San Martino, eremita nato ad Atessa nel Quattrocento e vissuto in una grotta nei pressi di Fara San Martino, attorno a cui sorse un monastero. All'approssimarsi della sua morte il Santo, tornato in paese, chiese al popolo di commemorarlo portando ogni anno dei ceri nel luogo del suo eremitaggio.
Al primo chiarore del giorno, verso le 3 del mattino, un gruppo di pellegrini, esce dalla cattedrale di San Leucio e si avvia verso la montagna, in direzione del Vallone di Santo Spirito di Fara San Martino, per rinnovare la tradizione di portare in dono al santo miracoloso cinque grandi ceri votivi, detti "n’dorce", al fine di scongiurare la siccità e propiziare il buon esito dei raccolti.
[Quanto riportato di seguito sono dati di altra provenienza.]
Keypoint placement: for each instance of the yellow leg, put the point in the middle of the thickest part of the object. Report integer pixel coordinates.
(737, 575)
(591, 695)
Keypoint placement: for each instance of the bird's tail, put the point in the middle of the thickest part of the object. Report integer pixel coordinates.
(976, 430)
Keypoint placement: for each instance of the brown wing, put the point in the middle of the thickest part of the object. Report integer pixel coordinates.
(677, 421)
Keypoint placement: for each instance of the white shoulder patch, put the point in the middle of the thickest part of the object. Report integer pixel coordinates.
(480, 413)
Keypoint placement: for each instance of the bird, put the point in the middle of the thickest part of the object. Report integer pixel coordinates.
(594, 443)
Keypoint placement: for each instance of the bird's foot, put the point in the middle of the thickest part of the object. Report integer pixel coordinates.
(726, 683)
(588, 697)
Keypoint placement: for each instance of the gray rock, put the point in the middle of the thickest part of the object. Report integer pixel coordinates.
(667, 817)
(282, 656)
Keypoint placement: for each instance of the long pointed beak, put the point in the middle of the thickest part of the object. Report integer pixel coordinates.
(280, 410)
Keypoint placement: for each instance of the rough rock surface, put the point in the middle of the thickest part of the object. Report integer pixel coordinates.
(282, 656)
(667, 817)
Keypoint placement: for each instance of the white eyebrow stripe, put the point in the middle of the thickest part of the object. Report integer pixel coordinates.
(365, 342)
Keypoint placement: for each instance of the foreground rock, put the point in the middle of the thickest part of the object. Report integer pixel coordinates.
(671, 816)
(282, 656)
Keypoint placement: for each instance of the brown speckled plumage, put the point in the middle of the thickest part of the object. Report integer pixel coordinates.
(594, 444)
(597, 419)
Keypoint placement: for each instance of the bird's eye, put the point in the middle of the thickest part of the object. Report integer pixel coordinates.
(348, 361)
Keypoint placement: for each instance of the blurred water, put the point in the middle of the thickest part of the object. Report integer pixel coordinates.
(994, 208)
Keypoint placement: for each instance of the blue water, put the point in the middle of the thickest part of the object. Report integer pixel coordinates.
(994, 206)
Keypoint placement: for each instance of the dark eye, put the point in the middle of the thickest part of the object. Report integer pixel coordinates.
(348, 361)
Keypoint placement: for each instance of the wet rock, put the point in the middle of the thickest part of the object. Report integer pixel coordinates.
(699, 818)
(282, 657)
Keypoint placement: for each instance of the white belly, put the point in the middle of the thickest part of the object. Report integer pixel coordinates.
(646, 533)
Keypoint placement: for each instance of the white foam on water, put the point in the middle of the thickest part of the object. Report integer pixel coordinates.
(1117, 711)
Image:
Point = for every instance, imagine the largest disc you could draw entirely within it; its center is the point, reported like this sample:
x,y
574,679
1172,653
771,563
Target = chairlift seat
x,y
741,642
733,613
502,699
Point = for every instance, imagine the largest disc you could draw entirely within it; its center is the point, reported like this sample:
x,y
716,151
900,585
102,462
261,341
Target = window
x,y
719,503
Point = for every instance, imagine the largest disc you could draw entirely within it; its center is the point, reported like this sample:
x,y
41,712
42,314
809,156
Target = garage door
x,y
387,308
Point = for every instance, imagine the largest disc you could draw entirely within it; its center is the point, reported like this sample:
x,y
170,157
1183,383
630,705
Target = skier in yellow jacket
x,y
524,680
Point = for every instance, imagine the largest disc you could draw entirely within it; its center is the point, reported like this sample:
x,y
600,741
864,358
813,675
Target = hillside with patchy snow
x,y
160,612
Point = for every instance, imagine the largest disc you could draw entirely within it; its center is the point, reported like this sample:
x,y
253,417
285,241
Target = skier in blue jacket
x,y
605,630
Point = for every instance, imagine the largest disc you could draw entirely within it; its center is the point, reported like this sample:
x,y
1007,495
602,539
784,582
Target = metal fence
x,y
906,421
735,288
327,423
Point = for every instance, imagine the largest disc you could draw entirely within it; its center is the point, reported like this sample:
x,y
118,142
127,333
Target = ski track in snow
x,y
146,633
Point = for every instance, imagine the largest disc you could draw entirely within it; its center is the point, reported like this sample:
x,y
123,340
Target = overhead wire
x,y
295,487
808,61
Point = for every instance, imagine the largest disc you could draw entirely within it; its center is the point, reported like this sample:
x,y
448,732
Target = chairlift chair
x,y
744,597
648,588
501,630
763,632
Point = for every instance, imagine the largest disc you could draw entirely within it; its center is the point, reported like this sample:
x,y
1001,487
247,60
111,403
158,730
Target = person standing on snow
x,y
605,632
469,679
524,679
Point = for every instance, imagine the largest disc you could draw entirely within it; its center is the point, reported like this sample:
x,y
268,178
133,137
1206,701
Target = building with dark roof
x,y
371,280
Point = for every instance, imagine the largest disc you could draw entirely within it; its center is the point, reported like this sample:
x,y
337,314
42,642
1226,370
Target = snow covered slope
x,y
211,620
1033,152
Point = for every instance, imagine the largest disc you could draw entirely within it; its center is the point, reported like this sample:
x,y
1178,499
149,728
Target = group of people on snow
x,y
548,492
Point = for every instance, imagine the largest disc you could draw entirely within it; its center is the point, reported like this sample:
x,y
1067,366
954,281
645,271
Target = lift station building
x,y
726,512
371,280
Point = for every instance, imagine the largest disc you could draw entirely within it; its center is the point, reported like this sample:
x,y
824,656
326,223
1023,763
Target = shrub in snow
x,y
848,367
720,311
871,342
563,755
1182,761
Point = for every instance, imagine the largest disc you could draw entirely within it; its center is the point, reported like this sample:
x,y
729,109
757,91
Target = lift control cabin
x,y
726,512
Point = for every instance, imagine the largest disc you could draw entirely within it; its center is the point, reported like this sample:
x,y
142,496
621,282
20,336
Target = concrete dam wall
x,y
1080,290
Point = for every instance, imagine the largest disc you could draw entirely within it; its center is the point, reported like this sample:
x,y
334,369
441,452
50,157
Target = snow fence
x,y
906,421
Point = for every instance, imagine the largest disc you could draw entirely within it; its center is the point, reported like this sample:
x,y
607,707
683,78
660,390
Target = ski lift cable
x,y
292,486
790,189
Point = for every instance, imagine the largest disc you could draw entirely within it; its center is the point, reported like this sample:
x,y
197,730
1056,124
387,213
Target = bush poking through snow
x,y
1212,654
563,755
Le "n’dorce" sono gosse torce del peso di circa 7 chili, con un cero centrale e quattro più piccole, intervallati da canne, alla cui sommità sono posti dei fiori. Durante il lungo cammino, di circa 30 chilometri ( Atessa, San Pasquale, Crocetta di Bomba, Sant’Antonio di Bomba Roccascalegna, Gessopalena, Lago di Casoli – Ciclone - Civitella Messer Raimondo, Fara San Martino) i pellegrini compiono alcune soste rituali e vengono ristorati dagli abitanti dei paesi che incontrano sul percorso e accolgono chiunque voglia unirsi al cammino.
Arrivati a Fara entrano nella Chiesa madre e lasciano, come offerta, due mazzi di spighe di grano e due "n'dorce", poi proseguono per lo stretto passaggio della gola di San Martino, dove sono i ruderi dell’antico monastero. Celato dalle Gole di Fara San Martino, il monastero di San Martino in Valle, appare da subito come un luogo magico. Si tratta di rovine, ma che comunque conservano un fascino spettacolare. Sono tuttora visibili i resti del cancello con il quale i monaci avevano facoltà di chiudere l’accesso alla valle. L’ambiente è aspro e roccioso e la strettoia che caratterizza le gole di San Martino è molto suggestiva ed emozionante. I devoti salgono quindi fino alla grotta dove San Martino visse da eremita. Qui depongono le altre "ndorce" e le accendono poi raccolgono pietruzze, “le cicelitte” che useranno per guarire dai dolori addominali o per spargere sui campi per benedire il raccolto.
Dopo una cena frugale i pellegrini si recano nella Chiesa di San Pietro per passarvi la notte e attendere, al mattino la benedizione delle cicelitte. Quindi riprendono la strada del ritorno. Al loro arrivo il popolo atessano li accoglie con il suono delle campane. Fino a qualche decennio fa, questo pellegrinaggio veniva effettuato per tre volte: l’ultima domenica di aprile, la II e la IV domenica di maggio. Inoltre, attualmente, il tratto più lungo del percorso viene effettuato in pullman.